Aktuell gibt es in Österreich zwei Konfuzius Institute (Wien und Graz). Diese dienen der Verbreitung der chinesischen Kultur und Sprache weltweit, und werden von China mit Goethe Instituten, der Alliance Francaise oder dem österreichischen Kulturforum verglichen. Aber es regt sich der Verdacht, dass diese Institute einen politischeren Hintergedanken haben als reine Kultur- und Sprachvermittlung. 

Die chinesische Regierung investiert viel Geld in diese Institute. Seit der Eröffnung des ersten in Seoul im Jahr 2004 wurden weltweit 552 gegründet – 161 davon beim strategischen Rivalen USA und 19 in Deutschland. Die Institute werden von Hanban betrieben – einer laut Analyse der deutschen Bundesregierung vom November 2019 eine dem Zentralen Propaganda-Department der Kommunistischen Partei Chinas unterstellte Regierungsorganisation. 

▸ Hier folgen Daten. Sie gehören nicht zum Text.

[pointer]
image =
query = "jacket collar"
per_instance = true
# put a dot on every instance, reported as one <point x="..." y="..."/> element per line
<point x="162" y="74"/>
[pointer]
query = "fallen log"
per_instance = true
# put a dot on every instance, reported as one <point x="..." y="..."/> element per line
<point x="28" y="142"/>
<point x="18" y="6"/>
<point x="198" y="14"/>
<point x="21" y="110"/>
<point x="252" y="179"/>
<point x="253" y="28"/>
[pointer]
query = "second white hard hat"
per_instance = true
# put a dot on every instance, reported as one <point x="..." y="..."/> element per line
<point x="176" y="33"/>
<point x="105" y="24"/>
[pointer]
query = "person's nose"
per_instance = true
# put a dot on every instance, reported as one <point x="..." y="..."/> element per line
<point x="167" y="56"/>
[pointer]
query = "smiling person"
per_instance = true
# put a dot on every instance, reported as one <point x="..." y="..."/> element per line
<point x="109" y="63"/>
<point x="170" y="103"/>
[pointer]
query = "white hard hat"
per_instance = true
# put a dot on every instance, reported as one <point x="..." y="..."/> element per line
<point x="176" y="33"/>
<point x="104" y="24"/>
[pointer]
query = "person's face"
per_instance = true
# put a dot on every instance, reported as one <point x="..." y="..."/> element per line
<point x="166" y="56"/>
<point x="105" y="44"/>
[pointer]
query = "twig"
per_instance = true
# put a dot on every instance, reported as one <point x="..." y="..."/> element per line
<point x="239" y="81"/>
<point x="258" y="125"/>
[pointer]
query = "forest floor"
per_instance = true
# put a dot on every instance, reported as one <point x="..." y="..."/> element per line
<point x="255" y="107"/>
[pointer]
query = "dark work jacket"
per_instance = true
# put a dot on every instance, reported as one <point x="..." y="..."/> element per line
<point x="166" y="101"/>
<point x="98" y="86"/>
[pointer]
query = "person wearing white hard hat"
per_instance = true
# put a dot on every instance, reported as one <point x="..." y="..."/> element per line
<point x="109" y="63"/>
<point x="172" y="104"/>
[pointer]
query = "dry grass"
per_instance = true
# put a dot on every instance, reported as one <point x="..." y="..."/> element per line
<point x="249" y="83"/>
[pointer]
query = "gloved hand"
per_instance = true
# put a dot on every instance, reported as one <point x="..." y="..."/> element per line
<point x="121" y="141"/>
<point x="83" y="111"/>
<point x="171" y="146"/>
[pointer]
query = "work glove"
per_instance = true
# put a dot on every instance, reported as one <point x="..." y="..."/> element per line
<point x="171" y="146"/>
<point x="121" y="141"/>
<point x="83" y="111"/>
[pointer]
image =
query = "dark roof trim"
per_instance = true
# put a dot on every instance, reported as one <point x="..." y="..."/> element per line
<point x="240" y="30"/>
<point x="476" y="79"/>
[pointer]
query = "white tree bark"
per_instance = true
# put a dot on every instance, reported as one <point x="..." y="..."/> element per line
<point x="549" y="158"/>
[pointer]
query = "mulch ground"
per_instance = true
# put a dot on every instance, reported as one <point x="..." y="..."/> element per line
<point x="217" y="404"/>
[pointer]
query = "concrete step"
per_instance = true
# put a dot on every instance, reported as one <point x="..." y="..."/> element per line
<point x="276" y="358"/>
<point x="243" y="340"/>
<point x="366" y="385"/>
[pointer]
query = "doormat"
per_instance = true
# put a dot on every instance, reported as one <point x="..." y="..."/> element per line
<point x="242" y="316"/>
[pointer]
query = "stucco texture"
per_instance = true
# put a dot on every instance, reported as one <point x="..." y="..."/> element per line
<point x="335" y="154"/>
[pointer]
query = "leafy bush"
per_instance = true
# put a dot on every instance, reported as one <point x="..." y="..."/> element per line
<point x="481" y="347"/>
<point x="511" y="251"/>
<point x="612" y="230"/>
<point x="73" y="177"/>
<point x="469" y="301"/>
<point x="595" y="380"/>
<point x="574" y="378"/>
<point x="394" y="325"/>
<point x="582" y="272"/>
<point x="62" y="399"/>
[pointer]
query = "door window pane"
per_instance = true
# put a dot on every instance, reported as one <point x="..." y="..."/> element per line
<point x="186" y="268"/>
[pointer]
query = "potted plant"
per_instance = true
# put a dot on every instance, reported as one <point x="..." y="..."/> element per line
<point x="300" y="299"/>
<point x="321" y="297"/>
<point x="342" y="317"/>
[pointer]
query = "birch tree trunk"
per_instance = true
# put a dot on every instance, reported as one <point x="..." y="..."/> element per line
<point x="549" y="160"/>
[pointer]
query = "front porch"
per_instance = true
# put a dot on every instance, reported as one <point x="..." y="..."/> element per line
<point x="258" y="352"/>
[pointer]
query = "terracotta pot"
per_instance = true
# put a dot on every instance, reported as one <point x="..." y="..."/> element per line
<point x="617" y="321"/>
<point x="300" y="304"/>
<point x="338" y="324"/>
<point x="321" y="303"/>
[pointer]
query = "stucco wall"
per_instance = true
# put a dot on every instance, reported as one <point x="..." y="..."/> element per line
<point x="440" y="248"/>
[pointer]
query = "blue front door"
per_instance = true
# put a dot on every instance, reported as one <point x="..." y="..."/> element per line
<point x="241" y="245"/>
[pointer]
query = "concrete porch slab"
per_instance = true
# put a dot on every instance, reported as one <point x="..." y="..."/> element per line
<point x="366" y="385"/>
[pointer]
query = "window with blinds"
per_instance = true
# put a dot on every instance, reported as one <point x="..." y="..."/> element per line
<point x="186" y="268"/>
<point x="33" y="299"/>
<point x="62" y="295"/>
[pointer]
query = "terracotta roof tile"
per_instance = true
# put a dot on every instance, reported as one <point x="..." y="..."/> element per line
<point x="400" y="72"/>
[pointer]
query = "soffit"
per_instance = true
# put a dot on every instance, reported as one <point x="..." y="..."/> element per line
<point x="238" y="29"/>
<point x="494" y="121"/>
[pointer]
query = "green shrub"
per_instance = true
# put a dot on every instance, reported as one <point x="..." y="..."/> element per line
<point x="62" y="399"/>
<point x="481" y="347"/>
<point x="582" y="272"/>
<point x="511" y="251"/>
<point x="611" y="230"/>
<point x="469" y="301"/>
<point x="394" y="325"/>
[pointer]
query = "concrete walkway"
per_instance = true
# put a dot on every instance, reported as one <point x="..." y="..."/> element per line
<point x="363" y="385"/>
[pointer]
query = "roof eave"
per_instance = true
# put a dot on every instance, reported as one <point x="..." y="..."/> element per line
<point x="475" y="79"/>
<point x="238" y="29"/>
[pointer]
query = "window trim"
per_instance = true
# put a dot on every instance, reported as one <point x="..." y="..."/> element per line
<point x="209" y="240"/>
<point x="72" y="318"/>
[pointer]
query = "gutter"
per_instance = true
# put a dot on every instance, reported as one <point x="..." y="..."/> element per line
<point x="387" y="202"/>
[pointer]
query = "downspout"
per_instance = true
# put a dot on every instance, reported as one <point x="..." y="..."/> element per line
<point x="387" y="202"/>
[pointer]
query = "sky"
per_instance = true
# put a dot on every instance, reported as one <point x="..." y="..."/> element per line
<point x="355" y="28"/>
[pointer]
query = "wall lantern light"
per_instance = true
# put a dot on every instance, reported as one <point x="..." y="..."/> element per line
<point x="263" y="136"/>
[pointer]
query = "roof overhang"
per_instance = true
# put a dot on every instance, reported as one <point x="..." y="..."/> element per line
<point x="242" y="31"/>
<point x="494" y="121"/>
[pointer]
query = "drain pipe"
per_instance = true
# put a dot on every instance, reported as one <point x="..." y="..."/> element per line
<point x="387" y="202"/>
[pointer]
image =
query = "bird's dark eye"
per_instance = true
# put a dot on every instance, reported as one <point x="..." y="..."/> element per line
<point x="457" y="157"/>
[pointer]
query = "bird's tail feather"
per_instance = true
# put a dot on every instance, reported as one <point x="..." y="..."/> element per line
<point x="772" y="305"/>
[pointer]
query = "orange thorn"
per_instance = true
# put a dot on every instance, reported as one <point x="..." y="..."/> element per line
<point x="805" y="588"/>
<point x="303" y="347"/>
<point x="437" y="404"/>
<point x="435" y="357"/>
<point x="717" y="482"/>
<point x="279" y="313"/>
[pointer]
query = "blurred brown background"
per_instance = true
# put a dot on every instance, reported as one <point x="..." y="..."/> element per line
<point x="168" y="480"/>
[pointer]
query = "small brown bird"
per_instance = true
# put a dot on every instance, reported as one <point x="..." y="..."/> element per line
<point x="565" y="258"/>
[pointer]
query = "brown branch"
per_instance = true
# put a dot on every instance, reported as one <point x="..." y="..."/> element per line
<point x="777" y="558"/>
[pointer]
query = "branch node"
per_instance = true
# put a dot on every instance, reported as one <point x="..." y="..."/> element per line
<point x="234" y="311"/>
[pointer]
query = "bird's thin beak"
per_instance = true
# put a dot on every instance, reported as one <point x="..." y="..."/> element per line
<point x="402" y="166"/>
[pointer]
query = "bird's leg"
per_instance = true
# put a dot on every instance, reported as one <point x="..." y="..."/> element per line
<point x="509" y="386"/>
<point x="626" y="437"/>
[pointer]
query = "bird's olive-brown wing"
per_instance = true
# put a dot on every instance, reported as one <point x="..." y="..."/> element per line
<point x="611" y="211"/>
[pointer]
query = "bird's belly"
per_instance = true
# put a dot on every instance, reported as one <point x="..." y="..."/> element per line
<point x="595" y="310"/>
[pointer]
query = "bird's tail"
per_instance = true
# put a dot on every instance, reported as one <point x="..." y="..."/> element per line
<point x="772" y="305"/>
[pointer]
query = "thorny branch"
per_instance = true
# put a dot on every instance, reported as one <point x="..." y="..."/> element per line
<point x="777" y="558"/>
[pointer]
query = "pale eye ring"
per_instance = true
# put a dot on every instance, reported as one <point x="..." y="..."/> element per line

Der Vergleich mit österreichischen oder anderen Kulturforen ist insofern irreführend, als Kulturforum oder andere europäische Kulturinstitute eigenständige Organisationen sind, die aus den Heimatländern für ihre Arbeit bezahlt werden, während Konfuzius-Institute sich an Universitäten anschließen und dort Lehrpersonal bezahlen, das damit von chinesischem Geld abhängig gemacht wird. So wurde Sprachlehrpersonal an der renommierten kanadischen McMaster University per Hanban Vertragsklausel verboten, Mitglied der in China verbotenen Falun Gong Bewegung zu sein. Auch wurde eine Lehrkraft in Portugal überführt, aus einem Konferenzprogramm auf Taiwan hinweisenden Seiten herausgerissen zu haben.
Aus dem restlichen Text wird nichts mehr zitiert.